Before it got mangled, the Chinese observation used to be, "One picture worth 10,000 words." There was a time when 10,000 was a figure used to indicate incalculability.

Now the number has been reduced to 1,000 -- a comprehensible figure that indicates relative, rather than vast and absolute perspective.

Either way, I guess, a picture does often leave all the chit-chat in the shade: The photo of a starving child transmits in a trice, where a disquisition on "starvation" tends to numb with its litany of facts. A visual image doesn't lie ... sort of.

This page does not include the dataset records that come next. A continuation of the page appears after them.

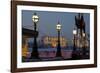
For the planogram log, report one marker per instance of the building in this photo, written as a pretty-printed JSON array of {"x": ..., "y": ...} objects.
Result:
[{"x": 53, "y": 41}]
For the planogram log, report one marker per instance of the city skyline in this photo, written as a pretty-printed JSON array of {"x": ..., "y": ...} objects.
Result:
[{"x": 48, "y": 21}]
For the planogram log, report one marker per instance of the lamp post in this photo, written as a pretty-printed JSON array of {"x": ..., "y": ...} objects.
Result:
[
  {"x": 34, "y": 53},
  {"x": 84, "y": 49},
  {"x": 74, "y": 44},
  {"x": 58, "y": 53}
]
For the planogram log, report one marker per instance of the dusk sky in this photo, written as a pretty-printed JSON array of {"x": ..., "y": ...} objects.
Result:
[{"x": 48, "y": 21}]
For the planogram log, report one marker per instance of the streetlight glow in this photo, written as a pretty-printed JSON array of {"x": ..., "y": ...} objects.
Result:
[
  {"x": 83, "y": 34},
  {"x": 74, "y": 32},
  {"x": 58, "y": 27},
  {"x": 35, "y": 18}
]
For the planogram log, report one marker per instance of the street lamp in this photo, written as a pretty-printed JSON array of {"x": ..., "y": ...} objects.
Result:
[
  {"x": 58, "y": 53},
  {"x": 84, "y": 49},
  {"x": 74, "y": 44},
  {"x": 34, "y": 53}
]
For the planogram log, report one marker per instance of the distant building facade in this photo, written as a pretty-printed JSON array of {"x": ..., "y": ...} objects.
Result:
[{"x": 53, "y": 41}]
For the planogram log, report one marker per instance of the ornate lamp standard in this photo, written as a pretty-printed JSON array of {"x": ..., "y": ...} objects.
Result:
[
  {"x": 58, "y": 53},
  {"x": 34, "y": 53},
  {"x": 84, "y": 49},
  {"x": 74, "y": 44}
]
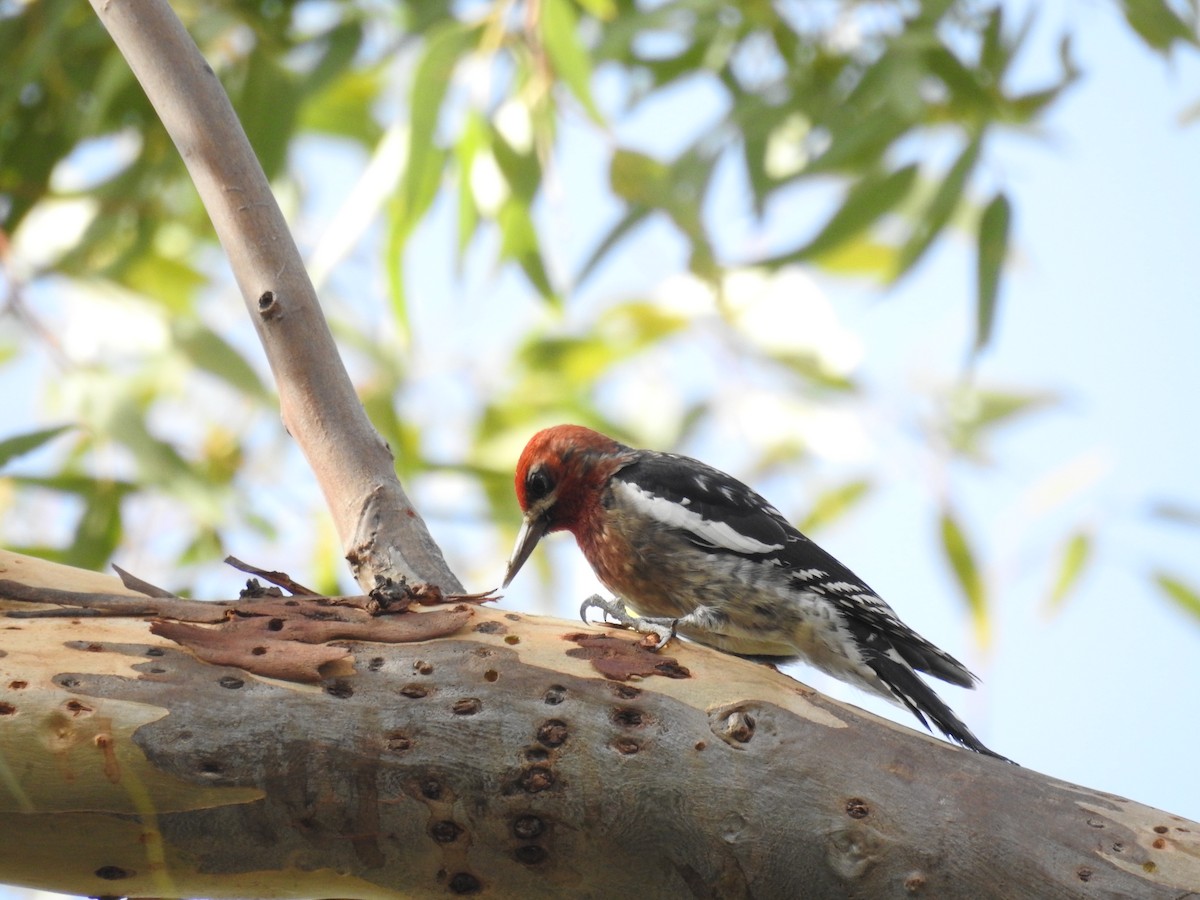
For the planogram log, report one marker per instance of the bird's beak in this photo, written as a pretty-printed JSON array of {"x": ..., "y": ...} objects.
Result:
[{"x": 532, "y": 531}]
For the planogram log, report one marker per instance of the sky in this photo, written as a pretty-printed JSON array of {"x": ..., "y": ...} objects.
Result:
[{"x": 1103, "y": 307}]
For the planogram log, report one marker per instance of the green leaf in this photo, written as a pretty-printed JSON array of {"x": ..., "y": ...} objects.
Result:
[
  {"x": 1182, "y": 594},
  {"x": 210, "y": 352},
  {"x": 342, "y": 45},
  {"x": 942, "y": 205},
  {"x": 1077, "y": 551},
  {"x": 444, "y": 47},
  {"x": 627, "y": 223},
  {"x": 961, "y": 558},
  {"x": 472, "y": 139},
  {"x": 267, "y": 107},
  {"x": 519, "y": 241},
  {"x": 1158, "y": 24},
  {"x": 834, "y": 503},
  {"x": 19, "y": 445},
  {"x": 346, "y": 107},
  {"x": 99, "y": 529},
  {"x": 640, "y": 179},
  {"x": 861, "y": 256},
  {"x": 993, "y": 249},
  {"x": 559, "y": 35},
  {"x": 865, "y": 203}
]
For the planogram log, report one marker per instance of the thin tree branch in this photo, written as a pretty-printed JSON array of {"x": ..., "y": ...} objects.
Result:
[{"x": 378, "y": 527}]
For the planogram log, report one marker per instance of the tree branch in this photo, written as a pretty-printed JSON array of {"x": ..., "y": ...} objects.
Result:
[
  {"x": 381, "y": 532},
  {"x": 501, "y": 761}
]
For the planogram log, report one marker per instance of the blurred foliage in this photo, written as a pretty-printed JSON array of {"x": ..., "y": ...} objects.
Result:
[{"x": 891, "y": 108}]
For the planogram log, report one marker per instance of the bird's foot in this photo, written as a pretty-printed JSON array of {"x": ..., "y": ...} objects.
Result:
[{"x": 663, "y": 630}]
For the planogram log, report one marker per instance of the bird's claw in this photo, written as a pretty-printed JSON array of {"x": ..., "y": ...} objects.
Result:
[{"x": 661, "y": 629}]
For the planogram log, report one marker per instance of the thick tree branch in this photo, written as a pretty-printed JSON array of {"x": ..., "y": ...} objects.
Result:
[
  {"x": 501, "y": 761},
  {"x": 379, "y": 529}
]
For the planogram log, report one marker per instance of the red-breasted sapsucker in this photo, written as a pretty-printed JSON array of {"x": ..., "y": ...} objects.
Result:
[{"x": 696, "y": 552}]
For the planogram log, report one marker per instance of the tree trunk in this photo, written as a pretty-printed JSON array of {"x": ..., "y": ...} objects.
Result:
[{"x": 507, "y": 760}]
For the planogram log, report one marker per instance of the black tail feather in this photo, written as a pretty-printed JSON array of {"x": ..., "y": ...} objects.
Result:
[{"x": 919, "y": 699}]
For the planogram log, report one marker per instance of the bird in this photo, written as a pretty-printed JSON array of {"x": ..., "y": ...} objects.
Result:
[{"x": 696, "y": 552}]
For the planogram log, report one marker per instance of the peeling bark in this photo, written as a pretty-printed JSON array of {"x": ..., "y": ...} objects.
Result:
[{"x": 502, "y": 761}]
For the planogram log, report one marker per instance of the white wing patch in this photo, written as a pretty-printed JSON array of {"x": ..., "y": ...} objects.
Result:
[{"x": 719, "y": 534}]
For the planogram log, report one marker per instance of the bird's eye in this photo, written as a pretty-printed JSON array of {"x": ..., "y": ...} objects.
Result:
[{"x": 538, "y": 485}]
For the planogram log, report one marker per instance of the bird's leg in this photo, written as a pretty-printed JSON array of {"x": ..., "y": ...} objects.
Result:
[{"x": 663, "y": 629}]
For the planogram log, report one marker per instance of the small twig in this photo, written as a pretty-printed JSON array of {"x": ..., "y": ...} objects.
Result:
[
  {"x": 143, "y": 587},
  {"x": 281, "y": 579},
  {"x": 111, "y": 604}
]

But now, in New York, there is an exhibition of photo images that may be iconic but are also doctored for greater effect.
[Michael] Kamber is so troubled by the rise in manipulation of press images that he has co-curated a new exhibition in New York. Altered Images: 150 Years of Posed and Manipulated Documentary Photography reveals more than 40 photos that have been faked, posed or manipulated, from 19th-Century propaganda to 21st-Century digital trickery.
No longer is the truth enough. There needs to be my vision of the truth. The arrogance of the digital-age is disheartening. When things get serious, your opinion and mine, your vision or horror and mine, can go suck an egg. Photos were once a touchstone for getting a 'true' story. Now, because manipulation is so easy, the 'truth' is not enough.
Kamber decided to mount this exhibition after controversy surrounding this year’s World Press Photo competition, in which a fifth of the finalists were disqualified for manipulating their images.
The resulting mediocrity of thought and creativity is breath-taking.

True, "let the buyer beware." But is there some emphasis that can likewise be placed on the value of an "honest broker?"